Pour le ministère de l'Agriculture, l'année 2013 aura été un excellent "cru", avec 84.361 candidats qui se sont présentés aux examens et 68.677 reçus, soit 9.700 de plus que l'an passé. En 2012, du côté de l'insertion professionnelle, le taux net d'emploi à 33 mois a été de 85,6 % pour l'enseignement technique agricole, dont 86,4 % pour les baccalauréats professionnels (Bac Pro) et 93,4 % pour les brevets de technicien supérieur agricole (Btsa). Un succès en grande partie lié à la place des professionnels dans la formation et dans la vie des établissements. De même, l'intégration des établissements dans leur territoire et leur bassin d'emploi constitue un vrai facteur de réussite.

Une rentrée sous le signe de l'agroécologie

Expérimenter et innover, pour une agriculture compétitive et respectueuse de l'environnement, ouvrir les jeunes à la culture européenne et internationale : l'enseignement agricole démontre une fois encore qu'il est impliqué à part entière dans la démarche agroécologique "Produire autrement".

Stéphane Le Foll, ministre de l'Agriculture, a fait de l'agroécologie son grand projet.
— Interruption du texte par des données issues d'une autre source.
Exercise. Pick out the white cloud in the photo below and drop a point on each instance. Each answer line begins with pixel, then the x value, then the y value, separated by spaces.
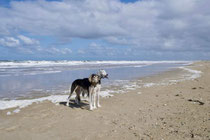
pixel 9 42
pixel 163 25
pixel 28 41
pixel 58 51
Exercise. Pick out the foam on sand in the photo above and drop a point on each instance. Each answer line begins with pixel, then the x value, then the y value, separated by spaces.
pixel 6 104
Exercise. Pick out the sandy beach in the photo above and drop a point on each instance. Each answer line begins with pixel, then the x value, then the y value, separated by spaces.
pixel 161 112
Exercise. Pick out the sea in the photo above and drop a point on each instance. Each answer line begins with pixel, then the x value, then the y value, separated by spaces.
pixel 25 82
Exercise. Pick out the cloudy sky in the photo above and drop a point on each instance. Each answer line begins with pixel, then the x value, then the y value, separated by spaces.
pixel 104 29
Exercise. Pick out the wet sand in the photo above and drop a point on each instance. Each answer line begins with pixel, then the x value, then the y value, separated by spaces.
pixel 177 111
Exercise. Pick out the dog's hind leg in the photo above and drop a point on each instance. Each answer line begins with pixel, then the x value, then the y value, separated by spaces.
pixel 90 93
pixel 77 98
pixel 94 98
pixel 73 88
pixel 97 94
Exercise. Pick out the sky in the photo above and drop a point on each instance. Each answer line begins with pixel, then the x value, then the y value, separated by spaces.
pixel 104 30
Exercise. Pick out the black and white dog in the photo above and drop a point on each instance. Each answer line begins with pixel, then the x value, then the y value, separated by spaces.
pixel 91 85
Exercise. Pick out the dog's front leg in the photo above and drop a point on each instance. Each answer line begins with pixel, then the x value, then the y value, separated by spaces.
pixel 94 98
pixel 90 97
pixel 97 92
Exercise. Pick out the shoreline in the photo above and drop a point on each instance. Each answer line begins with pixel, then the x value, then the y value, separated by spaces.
pixel 133 84
pixel 155 112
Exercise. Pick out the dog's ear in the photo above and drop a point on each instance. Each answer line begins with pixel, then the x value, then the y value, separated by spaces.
pixel 90 78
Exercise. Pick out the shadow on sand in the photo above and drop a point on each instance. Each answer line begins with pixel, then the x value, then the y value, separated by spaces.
pixel 72 104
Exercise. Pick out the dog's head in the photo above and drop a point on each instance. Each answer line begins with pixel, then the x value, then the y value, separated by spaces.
pixel 94 78
pixel 102 74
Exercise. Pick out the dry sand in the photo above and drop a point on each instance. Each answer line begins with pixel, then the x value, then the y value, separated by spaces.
pixel 173 112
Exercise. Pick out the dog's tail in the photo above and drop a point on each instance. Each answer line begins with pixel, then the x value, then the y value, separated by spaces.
pixel 72 89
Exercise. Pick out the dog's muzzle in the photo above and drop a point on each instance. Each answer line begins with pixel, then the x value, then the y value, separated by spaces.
pixel 106 76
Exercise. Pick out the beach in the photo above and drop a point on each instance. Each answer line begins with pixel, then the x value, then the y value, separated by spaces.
pixel 178 109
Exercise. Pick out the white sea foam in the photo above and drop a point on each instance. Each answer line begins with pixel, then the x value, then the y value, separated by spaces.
pixel 6 104
pixel 13 64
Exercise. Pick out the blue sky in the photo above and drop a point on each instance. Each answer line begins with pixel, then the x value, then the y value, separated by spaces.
pixel 104 30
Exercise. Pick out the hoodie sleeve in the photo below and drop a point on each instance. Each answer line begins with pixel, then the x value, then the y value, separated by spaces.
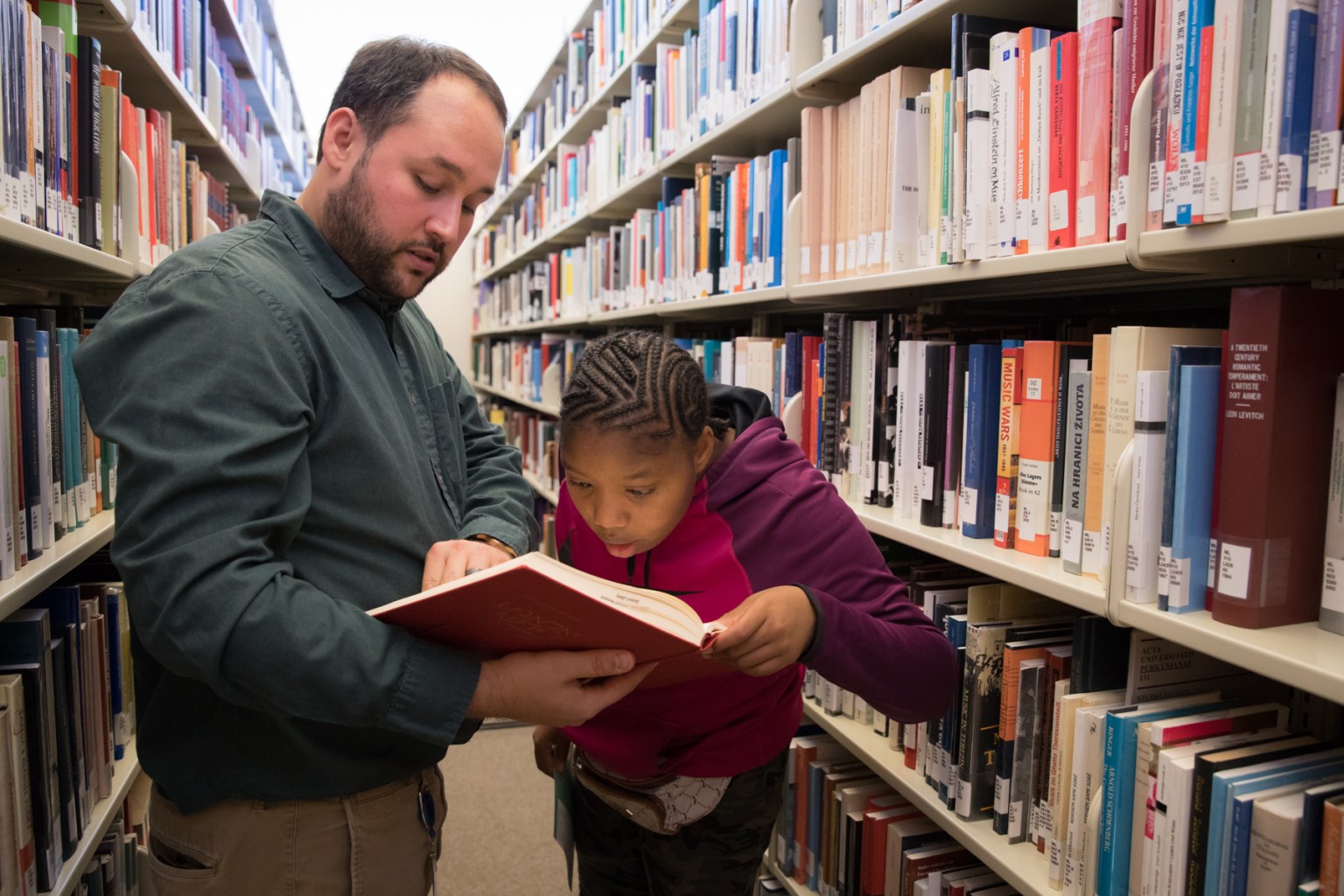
pixel 794 528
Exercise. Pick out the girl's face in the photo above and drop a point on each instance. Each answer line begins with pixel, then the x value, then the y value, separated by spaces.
pixel 632 492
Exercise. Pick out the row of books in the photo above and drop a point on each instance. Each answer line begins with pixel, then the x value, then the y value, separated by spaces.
pixel 268 69
pixel 1062 734
pixel 183 37
pixel 67 717
pixel 719 231
pixel 593 57
pixel 60 150
pixel 669 107
pixel 54 472
pixel 845 22
pixel 843 830
pixel 1246 109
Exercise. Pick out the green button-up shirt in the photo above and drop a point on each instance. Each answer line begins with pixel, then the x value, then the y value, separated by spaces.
pixel 290 452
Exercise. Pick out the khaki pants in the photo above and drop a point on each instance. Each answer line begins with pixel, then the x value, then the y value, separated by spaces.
pixel 373 843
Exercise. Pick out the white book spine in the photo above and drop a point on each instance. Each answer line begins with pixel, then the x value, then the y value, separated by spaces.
pixel 978 172
pixel 1145 499
pixel 1222 109
pixel 1332 579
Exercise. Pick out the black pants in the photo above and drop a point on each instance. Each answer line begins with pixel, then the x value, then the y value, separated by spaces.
pixel 715 856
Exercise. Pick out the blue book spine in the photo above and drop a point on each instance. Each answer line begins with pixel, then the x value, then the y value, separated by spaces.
pixel 1194 488
pixel 1180 356
pixel 982 441
pixel 25 335
pixel 1199 29
pixel 779 164
pixel 1296 130
pixel 792 364
pixel 1225 792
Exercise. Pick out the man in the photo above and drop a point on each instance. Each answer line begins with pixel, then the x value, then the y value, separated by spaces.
pixel 296 449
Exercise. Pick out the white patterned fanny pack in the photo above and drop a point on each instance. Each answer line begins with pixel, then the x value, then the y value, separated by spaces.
pixel 663 805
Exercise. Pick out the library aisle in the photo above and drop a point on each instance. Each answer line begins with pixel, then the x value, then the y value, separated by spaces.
pixel 498 832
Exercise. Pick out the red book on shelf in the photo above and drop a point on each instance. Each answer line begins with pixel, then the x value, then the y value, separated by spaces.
pixel 1063 141
pixel 536 602
pixel 1285 358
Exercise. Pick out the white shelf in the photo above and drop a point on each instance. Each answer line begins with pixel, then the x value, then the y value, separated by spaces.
pixel 34 256
pixel 69 552
pixel 1018 864
pixel 1304 655
pixel 516 399
pixel 1043 575
pixel 248 73
pixel 124 775
pixel 544 491
pixel 592 116
pixel 150 80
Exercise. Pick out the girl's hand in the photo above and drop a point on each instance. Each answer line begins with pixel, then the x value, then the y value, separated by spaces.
pixel 766 632
pixel 549 748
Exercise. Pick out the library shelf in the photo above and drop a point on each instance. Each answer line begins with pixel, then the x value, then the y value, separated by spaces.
pixel 1043 575
pixel 551 494
pixel 1018 864
pixel 150 80
pixel 1303 655
pixel 593 115
pixel 918 37
pixel 124 775
pixel 250 77
pixel 516 399
pixel 29 254
pixel 69 552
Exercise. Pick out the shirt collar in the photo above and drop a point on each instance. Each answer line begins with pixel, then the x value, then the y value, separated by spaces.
pixel 327 266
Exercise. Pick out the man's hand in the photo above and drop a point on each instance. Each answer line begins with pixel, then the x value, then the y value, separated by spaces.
pixel 554 687
pixel 448 560
pixel 549 748
pixel 766 632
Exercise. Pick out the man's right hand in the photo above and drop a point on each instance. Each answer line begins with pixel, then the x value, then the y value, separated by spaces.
pixel 554 687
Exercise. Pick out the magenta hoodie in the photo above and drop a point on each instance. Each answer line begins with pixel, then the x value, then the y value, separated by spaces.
pixel 762 516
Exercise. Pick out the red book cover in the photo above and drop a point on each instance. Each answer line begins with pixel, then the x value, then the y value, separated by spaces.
pixel 1097 24
pixel 1063 140
pixel 1135 66
pixel 1218 469
pixel 1280 396
pixel 536 602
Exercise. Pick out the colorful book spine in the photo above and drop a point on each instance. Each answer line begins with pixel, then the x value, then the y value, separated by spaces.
pixel 984 368
pixel 1095 46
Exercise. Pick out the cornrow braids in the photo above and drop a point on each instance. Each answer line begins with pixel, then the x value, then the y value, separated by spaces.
pixel 640 382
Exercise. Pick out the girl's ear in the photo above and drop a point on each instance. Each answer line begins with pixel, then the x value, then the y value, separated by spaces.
pixel 704 452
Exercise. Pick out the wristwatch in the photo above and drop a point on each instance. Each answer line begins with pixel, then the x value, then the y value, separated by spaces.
pixel 492 542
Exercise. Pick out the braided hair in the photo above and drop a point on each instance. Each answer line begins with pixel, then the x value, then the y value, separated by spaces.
pixel 639 382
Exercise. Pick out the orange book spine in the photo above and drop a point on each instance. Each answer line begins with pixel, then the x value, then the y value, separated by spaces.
pixel 1010 419
pixel 1040 382
pixel 1023 150
pixel 1063 141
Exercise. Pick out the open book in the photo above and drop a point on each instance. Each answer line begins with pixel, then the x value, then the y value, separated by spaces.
pixel 536 602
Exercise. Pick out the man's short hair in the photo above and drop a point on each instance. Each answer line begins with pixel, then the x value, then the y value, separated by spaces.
pixel 385 77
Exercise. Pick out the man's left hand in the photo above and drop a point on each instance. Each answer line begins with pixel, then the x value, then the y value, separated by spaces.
pixel 448 560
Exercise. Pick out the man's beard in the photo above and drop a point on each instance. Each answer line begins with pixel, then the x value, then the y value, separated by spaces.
pixel 366 248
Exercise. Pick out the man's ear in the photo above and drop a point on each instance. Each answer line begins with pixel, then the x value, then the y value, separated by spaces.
pixel 704 452
pixel 343 138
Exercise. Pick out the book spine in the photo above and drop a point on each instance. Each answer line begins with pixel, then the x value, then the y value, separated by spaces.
pixel 1332 580
pixel 1075 472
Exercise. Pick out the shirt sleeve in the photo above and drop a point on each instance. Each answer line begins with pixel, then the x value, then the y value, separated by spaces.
pixel 499 501
pixel 200 383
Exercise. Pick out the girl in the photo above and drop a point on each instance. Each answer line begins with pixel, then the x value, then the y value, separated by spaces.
pixel 696 491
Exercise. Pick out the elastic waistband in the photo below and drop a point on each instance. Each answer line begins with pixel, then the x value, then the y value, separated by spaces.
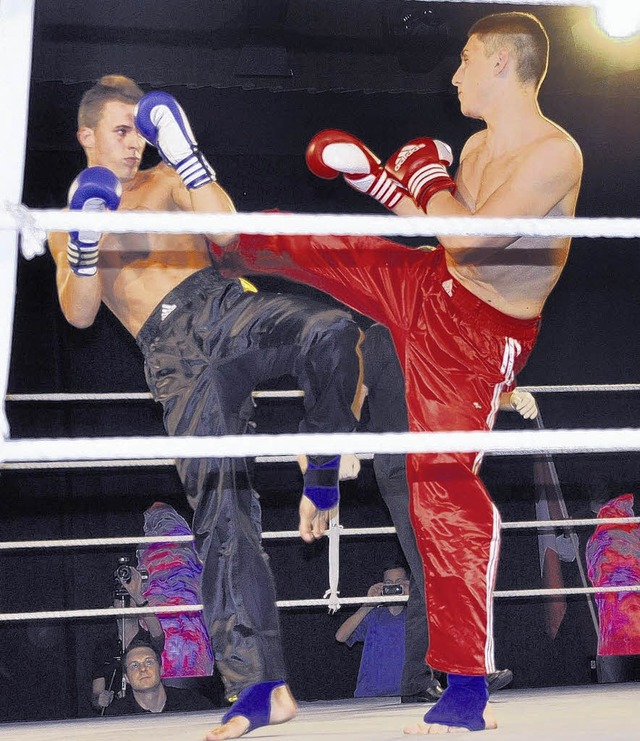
pixel 478 310
pixel 203 282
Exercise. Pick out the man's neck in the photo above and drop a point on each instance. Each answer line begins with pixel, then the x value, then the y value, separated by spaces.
pixel 511 123
pixel 152 700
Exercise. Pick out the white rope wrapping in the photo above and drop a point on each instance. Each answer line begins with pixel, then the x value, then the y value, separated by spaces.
pixel 332 594
pixel 337 224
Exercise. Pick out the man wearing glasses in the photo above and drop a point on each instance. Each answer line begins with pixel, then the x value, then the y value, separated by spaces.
pixel 146 692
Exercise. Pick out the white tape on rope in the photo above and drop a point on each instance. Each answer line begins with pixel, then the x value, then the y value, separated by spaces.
pixel 496 442
pixel 339 224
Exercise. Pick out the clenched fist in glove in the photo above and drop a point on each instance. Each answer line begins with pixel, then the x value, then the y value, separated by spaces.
pixel 95 189
pixel 524 403
pixel 163 123
pixel 332 151
pixel 421 167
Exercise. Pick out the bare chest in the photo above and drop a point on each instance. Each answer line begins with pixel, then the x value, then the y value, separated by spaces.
pixel 480 176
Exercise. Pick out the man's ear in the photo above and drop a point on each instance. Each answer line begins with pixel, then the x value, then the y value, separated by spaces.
pixel 502 58
pixel 86 137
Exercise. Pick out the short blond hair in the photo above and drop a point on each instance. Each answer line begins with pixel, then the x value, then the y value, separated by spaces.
pixel 525 34
pixel 108 88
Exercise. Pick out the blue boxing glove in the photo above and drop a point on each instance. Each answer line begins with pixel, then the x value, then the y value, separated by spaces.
pixel 95 189
pixel 163 123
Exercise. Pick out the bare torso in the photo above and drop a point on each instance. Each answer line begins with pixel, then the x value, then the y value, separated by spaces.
pixel 516 279
pixel 138 270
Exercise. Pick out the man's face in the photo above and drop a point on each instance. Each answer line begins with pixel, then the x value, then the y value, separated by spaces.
pixel 396 577
pixel 142 669
pixel 115 142
pixel 473 77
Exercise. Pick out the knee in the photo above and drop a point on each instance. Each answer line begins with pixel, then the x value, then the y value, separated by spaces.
pixel 334 330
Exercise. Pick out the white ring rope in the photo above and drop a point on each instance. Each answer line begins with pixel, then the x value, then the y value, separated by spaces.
pixel 16 545
pixel 324 602
pixel 494 442
pixel 297 393
pixel 336 224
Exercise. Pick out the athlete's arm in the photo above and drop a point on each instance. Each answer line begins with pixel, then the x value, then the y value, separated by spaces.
pixel 164 124
pixel 522 402
pixel 549 172
pixel 76 254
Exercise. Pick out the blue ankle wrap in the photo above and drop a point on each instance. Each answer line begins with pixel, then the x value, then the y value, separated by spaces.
pixel 462 703
pixel 321 482
pixel 254 704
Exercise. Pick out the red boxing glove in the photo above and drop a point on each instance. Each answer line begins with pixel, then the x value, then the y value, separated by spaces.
pixel 331 152
pixel 421 167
L'objectif recherché est le renforcement de l'insertion scolaire et professionnelle "pour répondre au défi majeur de l'emploi des jeunes dans notre pays" et  de "s'appuyer sur le système éducatif et la formation professionnelle pour faire émerger un nouveau modèle agricole fondé sur l'agroécologie".

Selon un communiqué, Stéphane Le Foll précise que "la prochaine Loi pour l'avenir de l'agriculture, de l'alimentation et de la forêt comportera un chapitre sur l'enseignement agricole, qui intègrera les conclusions de la concertation qui s'est tenue du 29 mars au 16 mai." Cette concertation a permis de dégager des grands axes afin de renforcer les atouts de l’enseignement agricole. Parmi eux, l’amélioration de  la réussite scolaire et de l’insertion professionnelle des jeunes ou la consolidation des relations entre l’enseignement technique, le supérieur, la recherche et le développement. Les exploitations agricoles, composantes des établissements, devraient également pouvoir jouer leur rôle au cœur du projet d’établissement et de l’animation du territoire. Enfin, l’enseignement agricole devrait continuer de se mobiliser pour la lutte contre le décrochage scolaire et celle de l’égalité entre filles et garçons.